« Getting windy at the Opera | ::: | Should he stay or should he go? »
XML file too big to import
Part of “Going self-hosted with Wordpress : A Wolfie Guide”
On one of my older posts (Going Self-Hosted with Wordpress) Lisa has asked a question about how to import a larger than 2MB XML file into her new self-hosted WordPress installation, from her existing WordPress.com blog.
The first thing to say is that this is not a WordPress restriction, it is a restriction of the hosting company being used. If you have cPanel loaded on your host, take a look in ‘PHP Configuration’ and you’ll see that ‘upload_max_filesize’ is set to 2MB. (For some hosts this number may be smaller or larger; as always, your mileage may vary). There is a way that you can change this value, although I’ve only managed to make it 8MB on my server. (Before going ahead and making any of the changes that follow, please make sure that you have a working back-up of anything that you can’t afford to lose – just in case. I will not accept any responsibility for anything that goes wrong with your system and make no promises that any of these methods will work for you).

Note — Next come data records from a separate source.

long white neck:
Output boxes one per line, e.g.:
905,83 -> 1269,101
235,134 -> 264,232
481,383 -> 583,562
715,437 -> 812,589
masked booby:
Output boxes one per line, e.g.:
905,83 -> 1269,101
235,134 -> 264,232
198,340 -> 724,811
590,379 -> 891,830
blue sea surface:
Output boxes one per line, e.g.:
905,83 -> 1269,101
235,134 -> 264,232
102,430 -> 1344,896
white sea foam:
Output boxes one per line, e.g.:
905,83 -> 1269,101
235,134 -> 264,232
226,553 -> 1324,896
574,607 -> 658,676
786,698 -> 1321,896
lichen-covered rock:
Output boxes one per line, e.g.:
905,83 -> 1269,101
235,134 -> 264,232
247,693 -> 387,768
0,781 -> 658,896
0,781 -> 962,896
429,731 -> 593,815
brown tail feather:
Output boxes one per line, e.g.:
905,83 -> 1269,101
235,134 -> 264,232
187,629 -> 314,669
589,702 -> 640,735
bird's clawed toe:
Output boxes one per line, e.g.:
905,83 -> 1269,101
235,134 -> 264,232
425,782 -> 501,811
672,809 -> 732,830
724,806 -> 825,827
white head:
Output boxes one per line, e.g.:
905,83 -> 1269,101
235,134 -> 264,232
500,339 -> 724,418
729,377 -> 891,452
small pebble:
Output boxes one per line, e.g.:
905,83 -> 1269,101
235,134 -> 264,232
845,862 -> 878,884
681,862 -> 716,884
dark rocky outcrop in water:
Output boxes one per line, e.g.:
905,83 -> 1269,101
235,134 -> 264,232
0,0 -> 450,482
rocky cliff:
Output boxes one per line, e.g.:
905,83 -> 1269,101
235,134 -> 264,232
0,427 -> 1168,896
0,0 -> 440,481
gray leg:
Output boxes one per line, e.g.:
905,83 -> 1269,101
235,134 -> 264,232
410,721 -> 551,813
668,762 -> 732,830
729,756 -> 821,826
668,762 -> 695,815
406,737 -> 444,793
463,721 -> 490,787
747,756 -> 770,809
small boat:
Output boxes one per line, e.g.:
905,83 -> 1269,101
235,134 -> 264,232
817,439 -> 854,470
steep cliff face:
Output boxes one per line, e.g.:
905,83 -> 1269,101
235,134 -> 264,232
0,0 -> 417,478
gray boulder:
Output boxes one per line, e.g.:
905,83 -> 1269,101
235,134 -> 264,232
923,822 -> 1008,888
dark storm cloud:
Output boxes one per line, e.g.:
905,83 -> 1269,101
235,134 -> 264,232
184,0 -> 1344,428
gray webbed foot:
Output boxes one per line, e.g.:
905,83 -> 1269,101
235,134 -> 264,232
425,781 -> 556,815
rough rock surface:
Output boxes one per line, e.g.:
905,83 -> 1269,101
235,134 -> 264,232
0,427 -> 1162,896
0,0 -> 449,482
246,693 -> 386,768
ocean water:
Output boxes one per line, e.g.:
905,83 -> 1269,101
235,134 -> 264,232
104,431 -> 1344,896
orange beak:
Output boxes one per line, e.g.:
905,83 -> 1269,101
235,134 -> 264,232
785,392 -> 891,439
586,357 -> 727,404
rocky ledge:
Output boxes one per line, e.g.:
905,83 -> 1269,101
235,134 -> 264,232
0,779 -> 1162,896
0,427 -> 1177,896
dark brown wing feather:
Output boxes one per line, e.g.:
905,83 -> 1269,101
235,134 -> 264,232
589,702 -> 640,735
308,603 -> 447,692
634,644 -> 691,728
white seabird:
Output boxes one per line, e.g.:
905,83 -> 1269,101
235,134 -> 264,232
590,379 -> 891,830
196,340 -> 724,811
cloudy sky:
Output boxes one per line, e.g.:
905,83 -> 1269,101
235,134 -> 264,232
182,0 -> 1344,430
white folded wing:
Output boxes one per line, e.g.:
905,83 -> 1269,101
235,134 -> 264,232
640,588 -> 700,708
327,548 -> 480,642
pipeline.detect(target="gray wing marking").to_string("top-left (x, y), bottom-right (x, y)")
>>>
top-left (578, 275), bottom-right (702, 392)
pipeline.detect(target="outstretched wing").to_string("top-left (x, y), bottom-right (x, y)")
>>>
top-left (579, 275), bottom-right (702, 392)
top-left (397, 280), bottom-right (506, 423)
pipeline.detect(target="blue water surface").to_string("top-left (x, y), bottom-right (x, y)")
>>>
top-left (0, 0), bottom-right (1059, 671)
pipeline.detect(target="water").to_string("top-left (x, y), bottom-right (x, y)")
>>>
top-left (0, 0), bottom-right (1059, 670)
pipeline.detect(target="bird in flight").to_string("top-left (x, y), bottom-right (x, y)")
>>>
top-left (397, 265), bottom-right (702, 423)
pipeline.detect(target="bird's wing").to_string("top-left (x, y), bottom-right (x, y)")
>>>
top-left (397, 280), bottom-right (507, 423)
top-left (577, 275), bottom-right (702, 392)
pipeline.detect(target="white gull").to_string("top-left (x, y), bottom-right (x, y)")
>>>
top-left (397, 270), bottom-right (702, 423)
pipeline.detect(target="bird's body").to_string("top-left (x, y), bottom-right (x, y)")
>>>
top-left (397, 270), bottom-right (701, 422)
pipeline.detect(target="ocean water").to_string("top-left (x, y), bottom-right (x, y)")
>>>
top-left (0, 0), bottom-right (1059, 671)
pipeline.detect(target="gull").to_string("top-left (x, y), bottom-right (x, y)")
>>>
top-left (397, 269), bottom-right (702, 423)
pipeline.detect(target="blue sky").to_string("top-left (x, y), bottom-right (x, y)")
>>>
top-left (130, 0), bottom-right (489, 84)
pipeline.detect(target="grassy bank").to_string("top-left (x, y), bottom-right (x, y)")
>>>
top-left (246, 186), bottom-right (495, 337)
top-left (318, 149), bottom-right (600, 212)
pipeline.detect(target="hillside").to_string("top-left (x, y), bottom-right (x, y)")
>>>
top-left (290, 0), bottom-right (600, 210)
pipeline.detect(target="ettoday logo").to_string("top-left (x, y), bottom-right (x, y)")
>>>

In your public_html directory, there should be a file called .htaccess. This is a small text file that, at least on my server, looks like this:
# BEGIN WordPress
<IfModule mod_rewrite.c>
RewriteEngine On
RewriteBase /
RewriteCond %{REQUEST_FILENAME} !-f
RewriteCond %{REQUEST_FILENAME} !-d
RewriteRule . /index.php [L]
</IfModule>
# END WordPress
If you add the line php_value upload_max_filesize 32M just before the final line, then when you go to the import screen you’ll be told that the maximum file size is 8MB. Whether the system will actually allow you to import an 8MB file is a different question and I have not been able to test this. Assuming it does work, once you’ve uploaded the XML file I suggest re-editing the file to take out the alteration.
If that does not work, then as far as I’m aware, you can’t change this setting yourself but your hosting company should be able to change it for you. If they can’t / won’t, then you need to look at a different solution which involves splitting the XML file into several smaller pieces.
Once you’ve got your exported XML file (to get this, from your wp.com dashboard go to ‘Manage’, then click ‘Export’. You get the option to restrict authors, but this won’t apply to most people. WordPress then saves an XML file to your hard-drive), you need to open it up in a text editor. I use TextWrangler – because its free and because it helpfully colour-codes tags, etc – but anything should work, even WordPad. What you’ll see is a huge list of text, with lots of things in tags (which are things like <channel>, <rss>, <item>, etc). All this text is what WordPress will use to reconstruct your blog on your new installation.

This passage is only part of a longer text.